Maicol León

Personal information
- Full name: Maicol Andrés León Muñoz
- Date of birth: 9 June 2003 (age 22)
- Place of birth: Santiago, Chile
- Height: 1.77 m (5 ft 10 in)
- Position(s): Defender Defensive midfielder

Team information
- Current team: Huachipato

Youth career
- 2009–2021: Palestino

Senior career*
- Years: Team / Apps / (Gls)
- 2021–2024: Palestino / 14 / (1)
- 2024–: Huachipato / 1 / (0)

International career^{‡}
- 2021–2023: Chile U20 / 16 / (0)

= Maicol León =

Chilean footballer (born 2003)

Maicol Andrés León Muñoz (born 9 June 2003) is a Chilean professional footballer who plays as a defender or midfielder for Chilean Primera División side Huachipato.

==Club career==
León came to Palestino youth system at the age of six and made his professional debut in 2021 at both national and international level. In February 2022, he signed his first professional contract.

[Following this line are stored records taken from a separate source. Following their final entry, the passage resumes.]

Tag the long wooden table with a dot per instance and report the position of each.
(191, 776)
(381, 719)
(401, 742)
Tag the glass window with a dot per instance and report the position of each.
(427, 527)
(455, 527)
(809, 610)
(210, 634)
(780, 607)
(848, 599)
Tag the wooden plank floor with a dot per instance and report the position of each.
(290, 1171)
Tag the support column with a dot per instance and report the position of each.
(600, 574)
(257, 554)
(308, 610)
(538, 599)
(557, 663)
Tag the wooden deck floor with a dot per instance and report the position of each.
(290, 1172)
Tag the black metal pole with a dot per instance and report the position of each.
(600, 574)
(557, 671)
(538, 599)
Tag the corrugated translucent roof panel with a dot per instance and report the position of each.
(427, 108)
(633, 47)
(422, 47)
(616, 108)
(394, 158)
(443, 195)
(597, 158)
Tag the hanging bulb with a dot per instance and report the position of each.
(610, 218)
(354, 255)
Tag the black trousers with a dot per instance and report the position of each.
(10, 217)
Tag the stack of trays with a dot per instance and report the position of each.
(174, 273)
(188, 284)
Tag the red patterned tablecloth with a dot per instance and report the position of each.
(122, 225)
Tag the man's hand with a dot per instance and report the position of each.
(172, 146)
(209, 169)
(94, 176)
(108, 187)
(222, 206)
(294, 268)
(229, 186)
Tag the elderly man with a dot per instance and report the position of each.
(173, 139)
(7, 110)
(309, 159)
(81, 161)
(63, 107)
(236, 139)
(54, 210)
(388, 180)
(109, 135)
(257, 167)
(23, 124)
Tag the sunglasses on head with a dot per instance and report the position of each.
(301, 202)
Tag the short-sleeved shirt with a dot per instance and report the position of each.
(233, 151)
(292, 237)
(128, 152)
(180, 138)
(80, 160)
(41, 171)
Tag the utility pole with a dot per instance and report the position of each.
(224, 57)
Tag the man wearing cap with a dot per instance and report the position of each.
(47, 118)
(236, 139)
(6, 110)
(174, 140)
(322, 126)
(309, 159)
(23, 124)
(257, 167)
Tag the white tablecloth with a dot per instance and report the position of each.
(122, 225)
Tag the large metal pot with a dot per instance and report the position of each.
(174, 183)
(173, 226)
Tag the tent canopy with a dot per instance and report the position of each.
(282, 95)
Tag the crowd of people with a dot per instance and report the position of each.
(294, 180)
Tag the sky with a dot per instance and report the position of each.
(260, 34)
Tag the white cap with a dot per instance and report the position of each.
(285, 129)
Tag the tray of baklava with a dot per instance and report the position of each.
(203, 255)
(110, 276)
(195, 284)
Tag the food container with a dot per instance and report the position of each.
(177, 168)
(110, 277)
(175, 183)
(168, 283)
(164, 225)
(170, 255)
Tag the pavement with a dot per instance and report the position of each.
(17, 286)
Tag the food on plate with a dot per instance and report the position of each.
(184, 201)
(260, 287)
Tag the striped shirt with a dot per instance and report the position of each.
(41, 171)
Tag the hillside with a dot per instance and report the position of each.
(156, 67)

In 2024, he switched to Huachipato after ending his contract with Palestino.

==International career==
He represented Chile U20 at the friendly tournament Copa Rául Coloma Rivas, playing all the matches, and at three friendly matches against Paraguay U20 and Peru U20 in 2022. In the 2022 South American Games, he made 3 appearances. In 2023, he made four appearances in the South American U20 Championship, as the team captain.

==Personal life==
He is the cousin of Jairo León, an Argentine footballer.